A lot’s been written about the oath movement, and nobody’s more guilty of contributing to the overkill than yours truly. We first wrote about the oath that originated at Harvard back in June. Two of the Harvard organizers, Humberto Moreira and Whitney Petersmeyer, took on their critics in an essay we published in December. And just a few days ago, Bloomberg News published an update on the movement and some of the controversy surrounding it. There’s also a book by two of the Harvard organizers, Max Anderson and Peter Escher, “The MBA Oath: Setting a Higher Standard for Business Leaders.” And that’s not even counting all the ink that’s been spilled over the The Oath Project, a separate (though similar) movement launched by a group that includes the World Economic Forum, the United Nations Global Compact, Net Impact, the Aspen Institute, and others.
It was the Oath Project that the Yale students were debating in their town hall meeting. According to the blog post, the students found a lot to applaud about the oath, including the idea that it could be the start of a large-scale reformation of business to be more socially responsible. But they also found some shortcomings, including the lack of an enforcement mechanism to punish violations of the oath, and the possibility that for some business schools and individuals it might turn out to be an empty gesture, “a convenient way to demonstrate ethics without taking the more difficult steps to actually reform their curricula or businesses.”

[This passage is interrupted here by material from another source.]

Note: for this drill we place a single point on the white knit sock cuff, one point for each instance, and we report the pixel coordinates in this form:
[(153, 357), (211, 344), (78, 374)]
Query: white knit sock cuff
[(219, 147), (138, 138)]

It’s worth noting that even though Yale hasn’t officially endorsed the oath, individual Yale SOM students have. It’s unclear how many have taken part in the Oath Project, but 11 have signed the Harvard MBA Oath, including a current student, a few from the Class of 2010, and grads from as far back as 1986. Nothing like the 828 from Harvard, but about on par with some other top schools. As of a few minutes ago, a total of 3,100 people have signed the oath.
I find all of this really interesting—the notion of management as a profession, the idea that an oath can be a way to accomplish that, and the debate over the oath’s legitimacy and power to change behavior. But frankly, I haven’t made up my mind about any of it. What’s everybody think about the developments at Yale? Is the oath movement in trouble? Or does it have momentum?